I had an Antek 400-0-400 volt toroid hooked up to my SSE at one time. The 5AR4 didn't blow, but I am using a NOS (well it was NOS when I put it in 7 years ago) Sylvania. The B+ was 485 volts which is borderline for the 500 Volt Panasonics.

I then tried solid state rectification which resulted in 525 volts. Over the line for the Panasonics, but they survived for about an hour until I shut the amp down. Those caps are still alive as is the amp, but I wouldn't recommend this. Wire two 350 volt or higher caps in series, or use the polyprop motor run caps alone with no electrolytics in the board.

I had to shut the amp down because the EH KT88's tended toward runaway at this voltage The cathode current kept climbing slowly until one tube developed red plate syndrome. I let the amp cool, then swapped the tubes, and the problem followed the tube. This does not happen at more realistic voltages, and those tubes are still in the amp at 430 volts.
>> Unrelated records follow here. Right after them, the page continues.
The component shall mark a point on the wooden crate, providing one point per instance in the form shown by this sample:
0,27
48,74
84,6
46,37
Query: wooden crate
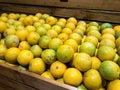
12,78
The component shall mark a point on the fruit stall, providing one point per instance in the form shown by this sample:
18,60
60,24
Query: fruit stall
59,45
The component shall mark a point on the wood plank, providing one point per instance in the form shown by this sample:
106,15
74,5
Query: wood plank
5,87
32,79
14,84
85,14
88,4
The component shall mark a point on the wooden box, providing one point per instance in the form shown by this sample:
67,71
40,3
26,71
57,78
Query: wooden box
12,78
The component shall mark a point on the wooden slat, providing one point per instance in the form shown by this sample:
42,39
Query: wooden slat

Another thing to watch out for when running high voltages with big, current hungry tubes, is the cathode voltage on the output tubes. The voltage my be above the 50 or 63 volt ratings of your caps, and the dissipation may be over 5 watts in the cathode resistor. I had a cathode resistor go open on me, which then overvoltaged the cap causing it to explode. I installed 100 volt caps and 10 watt resistors.